In a statement, GM said the final, worldwide result for 2012 will be "slightly better" than at the end of 2011. However, senior vice-president and chief financial officer Dan Amman warned "we still have a lot of work to do, especially in Europe," where GM has just announced plans to have GM Europe (GME) balance its books by the middle of this decade with a range of new products and cost cuts.

Steve Girsky, acting president of GME, said such plans would require higher revenue from existing and new vehicles plus the reduction of the company’s break-even level "from where it is today". By current company estimate, GME will end 2012 between $1.5bn and $1.8bn in the red before tax.

Cost savings so far include reducing vehicle inventory by 100,000 units since February, with a further 20,000 units gone by the year’s end; cutting 2,300 jobs, with 300 more to go; plus the reducing of fixed costs by $300m this year, reduced by a further $500m from 2013 to 2015.

The plans also include the introduction of 23 models and 13 engines, led by the Mokka small SUV, Adam supermini and the mid-size Opel Cascada convertible.

Jaguar Land Rover profit doubles

Second-quarter profit for the fiscal year 2012/13 at Jaguar Land Rover (JLR) has doubled year-on-year on the back of a 29% rise in global sales.

Profit before tax, July to September 2012, was £431m, compared to £216m for the same period last year. Revenues were up 11.66%, or £373m, to £3.2bn.

JLR profit before tax for the previous financial year was confirmed as £1.5bn, with revenues of £13.5bn.

Despite the "challenging economic backdrop", Ralf Speth, chief executive at JLR said the company will invest "in the region of £2bn across the financial year" on products, plants and other drivers of growth.

The two brands shifted 84,749 vehicles globally during the period, of which 16,804 were sold in the UK, a gain of 27.56% year-on-year, with Jaguar sales for the period down 9.37% and Land Rover sales up 46.4%.

Quarter of Toyota profit from finance

Toyota is once more the biggest-selling brand in the world, according to six-month company results, with the financial services operation of the Japanese carmaker contributing a quarter of operating profit, despite generating only 5% of revenue.

Global financial services operating income for the first half of the financial year, April-September, stood at ¥147.8bn (£1.16bn), down 9.49% on the same period for 2011/12. Toyota attributed the loss to "reduced reversal of provisions" in its half-year report.

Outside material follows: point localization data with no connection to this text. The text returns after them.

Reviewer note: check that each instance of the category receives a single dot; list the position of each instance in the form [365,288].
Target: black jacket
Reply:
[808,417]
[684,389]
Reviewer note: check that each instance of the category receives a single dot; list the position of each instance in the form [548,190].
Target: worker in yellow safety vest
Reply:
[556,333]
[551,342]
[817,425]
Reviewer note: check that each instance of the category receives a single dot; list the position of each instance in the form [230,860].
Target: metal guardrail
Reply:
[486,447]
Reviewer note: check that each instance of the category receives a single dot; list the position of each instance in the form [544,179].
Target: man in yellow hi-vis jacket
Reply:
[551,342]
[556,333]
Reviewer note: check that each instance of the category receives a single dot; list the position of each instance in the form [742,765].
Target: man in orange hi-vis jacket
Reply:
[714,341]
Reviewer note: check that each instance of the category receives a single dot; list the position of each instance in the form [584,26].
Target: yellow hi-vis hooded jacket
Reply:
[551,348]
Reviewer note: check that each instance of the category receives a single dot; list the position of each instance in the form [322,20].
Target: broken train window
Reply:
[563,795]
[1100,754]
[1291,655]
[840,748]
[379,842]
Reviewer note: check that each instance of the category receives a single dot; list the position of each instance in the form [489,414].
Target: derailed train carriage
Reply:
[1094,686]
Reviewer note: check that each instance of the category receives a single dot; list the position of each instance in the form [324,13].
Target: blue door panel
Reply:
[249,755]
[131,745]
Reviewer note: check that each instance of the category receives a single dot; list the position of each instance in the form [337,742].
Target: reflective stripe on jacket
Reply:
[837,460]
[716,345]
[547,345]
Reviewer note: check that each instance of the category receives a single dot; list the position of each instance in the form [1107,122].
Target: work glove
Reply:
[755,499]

Including gains from interest rate swaps, however, operating income was ¥174.5bn, a year-on-year rise of 1.99%.

Operating income for July-September was ¥77.7bn, or ¥87.7bn when including gains from interest rate swaps – a year-on-year rise of over 11% in both cases, for which the company cited an increased lending balance.

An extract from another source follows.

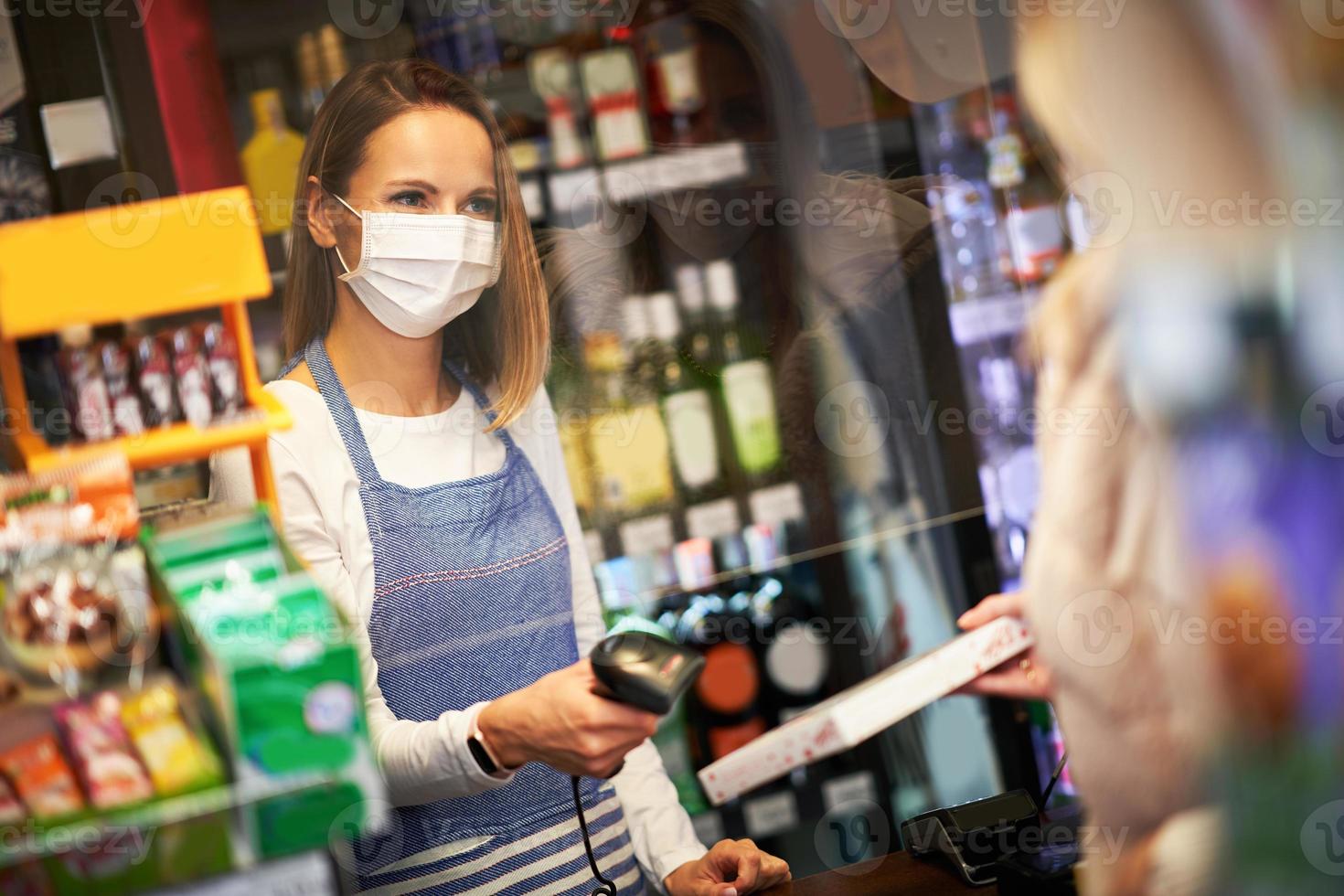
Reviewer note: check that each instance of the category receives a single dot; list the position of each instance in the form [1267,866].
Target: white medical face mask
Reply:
[418,272]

The results mark a recovery for Toyota’s finance operations from the lull of four years ago – the three-month period to 30 June 2008 reported a drop in pre-special item operating income of 51%, quarter-on-quarter, following credit losses, especially in the US, residual value losses, bad debt and declining used car prices.

By February the next year, Toyota’s finance arm was forced to ask for a loan of ¥200bn backed by the Japanese government as the manufacturer prepared to announce its first annual loss since 1950.

Since then, the production, marketing and financing of specialist vehicle segments such as hybrids and pick-up trucks has seen Toyota reclaim sales around the world, with the Prius and Auris regularly recorded among the world’s best-selling models and the Hilux dominating small truck sales in Australia and the US.

Toyota has revised its net profit forecast for the 2012/13 financial year to ¥780bn, up 2.6% from its previous estimate, with operating profit of ¥1.05trn, up 5%.

Globally, the brand sold 7.4 million vehicles in the first nine months of 2012, returning it to the world’s biggest-selling brand ahead of GM and Volkswagen, with financial-year second-quarter net profit more than trebled to ¥257.9bn following resurgent sales in North America and Southeast Asia. These results come despite the brand and its two Chinese joint ventures experiencing a sink in registrations in China – the biggest car market in the world, where Toyota typically records 12% of global sales – on the back of anti-Japanese sentiment.